The support team at an e-commerce store is having trouble hitting their CSAT goals. The company’s marketing is known for its friendly vibe, so the customer service team decides to mirror this.
Each team member adds a headshot to their Inbox profile and a few things about themselves to their email signature.
Immediately, they notice that more customers address the agents by name in their responses. Others mention loving the personal notes in the email signature. The agents even admit to feeling more ownership over their emails. The whole customer service experience seems more human.
When they check CSAT the following month, the results confirm what the team already assumed. Not only is customer satisfaction up, but the amount of customers who took the time to respond to the survey tripled!
A tech startup hypes up their customer service experience to stand out from the crowd. They offer phone, email, and live chat around the clock. But customer inquiries on all of these channels typically ask the same question: Where can I find this online?
The team builds a knowledge base with answers to common questions, including photo and video guides. The base draws more than ten times the amount of customers than phone, email, or live chat.
Marshall McLuhan’s “the medium is the message” holds true in every form of communication, customer service is no exception. By listening to their customers, this startup was able to reduce inefficiencies and ramp up self-service.
They eliminate phone and live chat support, and use email to mainly point customers to the knowledge base. Customer happiness increases, time spent actually talking to customers decreases, and the founder doesn’t have to worry about answering the phone line during his 12am-8am shift anymore (startup life, am I right?).
Propel business growth with positive customer service experiences
Business success relies on more than just a good product or service. Focus on how your customers feel. They are the ones keeping you in business, after all.

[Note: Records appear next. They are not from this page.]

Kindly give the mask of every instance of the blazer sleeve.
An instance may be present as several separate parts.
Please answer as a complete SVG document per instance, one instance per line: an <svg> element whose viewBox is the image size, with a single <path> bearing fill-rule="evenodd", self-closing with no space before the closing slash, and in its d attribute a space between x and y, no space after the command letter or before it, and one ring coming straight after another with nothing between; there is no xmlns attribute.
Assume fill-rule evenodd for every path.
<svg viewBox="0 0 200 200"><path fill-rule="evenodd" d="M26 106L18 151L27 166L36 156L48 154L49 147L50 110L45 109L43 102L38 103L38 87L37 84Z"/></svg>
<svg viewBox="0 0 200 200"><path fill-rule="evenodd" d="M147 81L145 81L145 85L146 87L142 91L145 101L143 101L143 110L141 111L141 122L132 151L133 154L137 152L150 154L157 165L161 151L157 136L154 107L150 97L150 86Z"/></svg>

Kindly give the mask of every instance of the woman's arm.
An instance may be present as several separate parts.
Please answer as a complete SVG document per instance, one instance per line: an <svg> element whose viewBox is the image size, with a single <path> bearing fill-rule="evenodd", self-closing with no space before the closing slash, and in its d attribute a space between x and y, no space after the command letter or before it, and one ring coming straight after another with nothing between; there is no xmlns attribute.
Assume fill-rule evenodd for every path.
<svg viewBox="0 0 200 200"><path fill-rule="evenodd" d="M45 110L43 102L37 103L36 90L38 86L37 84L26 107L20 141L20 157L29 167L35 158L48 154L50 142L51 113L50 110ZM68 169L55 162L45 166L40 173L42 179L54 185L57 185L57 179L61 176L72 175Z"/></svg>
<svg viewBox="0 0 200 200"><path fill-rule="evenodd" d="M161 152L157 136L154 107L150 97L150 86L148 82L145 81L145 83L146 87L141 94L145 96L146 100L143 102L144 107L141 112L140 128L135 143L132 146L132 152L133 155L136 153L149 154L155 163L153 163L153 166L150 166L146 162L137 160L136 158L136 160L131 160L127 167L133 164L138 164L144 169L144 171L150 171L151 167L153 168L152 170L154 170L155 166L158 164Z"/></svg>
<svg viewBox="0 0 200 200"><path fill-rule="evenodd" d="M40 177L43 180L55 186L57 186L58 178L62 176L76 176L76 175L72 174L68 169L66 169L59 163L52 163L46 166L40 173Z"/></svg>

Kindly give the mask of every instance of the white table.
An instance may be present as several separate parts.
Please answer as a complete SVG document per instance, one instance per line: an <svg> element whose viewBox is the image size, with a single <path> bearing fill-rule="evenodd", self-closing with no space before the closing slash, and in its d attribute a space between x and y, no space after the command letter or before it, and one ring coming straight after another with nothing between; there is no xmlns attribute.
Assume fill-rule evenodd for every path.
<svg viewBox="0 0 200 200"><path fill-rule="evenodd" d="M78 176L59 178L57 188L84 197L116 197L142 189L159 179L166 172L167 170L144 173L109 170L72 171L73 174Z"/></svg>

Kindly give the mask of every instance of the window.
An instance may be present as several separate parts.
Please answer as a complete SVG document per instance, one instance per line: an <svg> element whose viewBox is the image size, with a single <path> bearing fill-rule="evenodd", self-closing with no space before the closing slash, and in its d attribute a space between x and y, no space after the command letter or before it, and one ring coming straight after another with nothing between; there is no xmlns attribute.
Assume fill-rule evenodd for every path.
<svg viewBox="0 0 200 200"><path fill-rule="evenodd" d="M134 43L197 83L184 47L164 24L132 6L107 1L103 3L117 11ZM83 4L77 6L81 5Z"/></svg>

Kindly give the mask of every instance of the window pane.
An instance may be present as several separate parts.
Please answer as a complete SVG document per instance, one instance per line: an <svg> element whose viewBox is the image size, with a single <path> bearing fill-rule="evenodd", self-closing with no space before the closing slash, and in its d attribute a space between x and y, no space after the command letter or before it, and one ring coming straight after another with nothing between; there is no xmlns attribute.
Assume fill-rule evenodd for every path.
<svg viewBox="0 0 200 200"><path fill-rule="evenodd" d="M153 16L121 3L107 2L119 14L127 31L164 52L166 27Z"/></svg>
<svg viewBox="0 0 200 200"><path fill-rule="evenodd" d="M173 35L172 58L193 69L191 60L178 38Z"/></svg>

Three out of four (74%) consumers say they have spent more with a company because of a history of positive customer service experiences. The proof is in the stats. Positive customer service stories correlate to positive revenue.
Let a customer service mentality permeate throughout your entire organization. Hire the right people, both within the support team and the company as a whole. Build an internal structure that prioritizes customers. Then, blast out your efforts to the industry at large. Promise excellent customer service in the public eye and your entire team will feel accountable.
Don’t worry about spending the most money or having the biggest support team. Start with small, practical acts of kindness towards your customers. Put in the effort to show customers how important they are to you, and let word of mouth do the rest.